A machine learning-based model for clinical prediction of distal metastasis in chondrosarcoma: a multicenter, retrospective study

Abstract

Background The occurrence of distant metastases (DM) limits the overall survival (OS) of patients with chondrosarcoma (CS). Early diagnosis and treatment of CS remains a great challenge in clinical practice. The aim of this study was to investigate metastatic factors and develop a risk stratification model for clinicians’ decision-making. Methods Six machine learning (ML) algorithms, including logistic regression (LR), plain Bayesian classifier (NBC), decision tree (DT), random forest (RF), gradient boosting machine (GBM) and extreme gradient boosting (XGBoost). A 10-fold cross-validation was performed for each model separately, multicenter data was used as external validation, and the best (highest AUC) model was selected to build the network calculator. Results A total of 1,385 patients met the inclusion criteria, including 82 (5.9%) patients with metastatic CS. Multivariate logistic regression analysis showed that the risk of DM was significantly higher in patients with higher pathologic grades, T-stage, N-stage, and non-left primary lesions, as well as those who did not receive surgery and chemotherapy. The AUC of the six ML algorithms for predicting DM ranged from 0.911–0.985, with the extreme gradient enhancement algorithm (XGBoost) having the highest AUC. Therefore, we used the XGB model and uploaded the results to an online risk calculator for estimating DM risk.

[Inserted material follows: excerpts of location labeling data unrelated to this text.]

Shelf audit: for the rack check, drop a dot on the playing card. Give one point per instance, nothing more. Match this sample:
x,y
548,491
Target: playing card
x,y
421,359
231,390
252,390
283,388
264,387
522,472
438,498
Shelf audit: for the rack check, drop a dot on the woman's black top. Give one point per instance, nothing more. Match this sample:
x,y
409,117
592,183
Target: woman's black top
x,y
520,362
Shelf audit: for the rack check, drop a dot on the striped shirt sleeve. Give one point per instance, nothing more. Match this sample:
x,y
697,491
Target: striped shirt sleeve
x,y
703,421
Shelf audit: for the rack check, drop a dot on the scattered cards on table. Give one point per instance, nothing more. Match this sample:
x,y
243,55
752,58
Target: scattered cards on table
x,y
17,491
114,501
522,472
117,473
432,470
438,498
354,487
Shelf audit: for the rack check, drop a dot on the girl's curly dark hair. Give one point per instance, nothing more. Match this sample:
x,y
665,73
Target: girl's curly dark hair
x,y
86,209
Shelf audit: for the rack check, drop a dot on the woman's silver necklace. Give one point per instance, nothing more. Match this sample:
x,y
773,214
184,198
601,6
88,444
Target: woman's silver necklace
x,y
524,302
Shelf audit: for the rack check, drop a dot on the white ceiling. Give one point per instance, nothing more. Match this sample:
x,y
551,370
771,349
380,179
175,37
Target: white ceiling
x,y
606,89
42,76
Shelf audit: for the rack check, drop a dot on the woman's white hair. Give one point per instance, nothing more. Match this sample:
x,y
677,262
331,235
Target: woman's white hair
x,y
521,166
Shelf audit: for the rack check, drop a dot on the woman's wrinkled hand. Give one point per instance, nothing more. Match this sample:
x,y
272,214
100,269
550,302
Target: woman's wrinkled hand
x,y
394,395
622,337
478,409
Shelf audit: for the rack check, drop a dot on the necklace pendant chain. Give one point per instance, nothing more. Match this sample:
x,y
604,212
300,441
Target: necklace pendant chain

Conclusions In this study, combined with adequate SEER case database and external validation with data from multicenter institutions in different geographic regions, we confirmed that CS, T, N, laterality, and grading of surgery and chemotherapy were independent risk factors for DM. Based on the easily available clinical risk factors, machine learning algorithms built the XGB model that predicts the best outcome for DM. An online risk calculator helps simplify the patient assessment process and provides decision guidance for precision medicine and long-term cancer surveillance, which contributes to the interpretability of the model.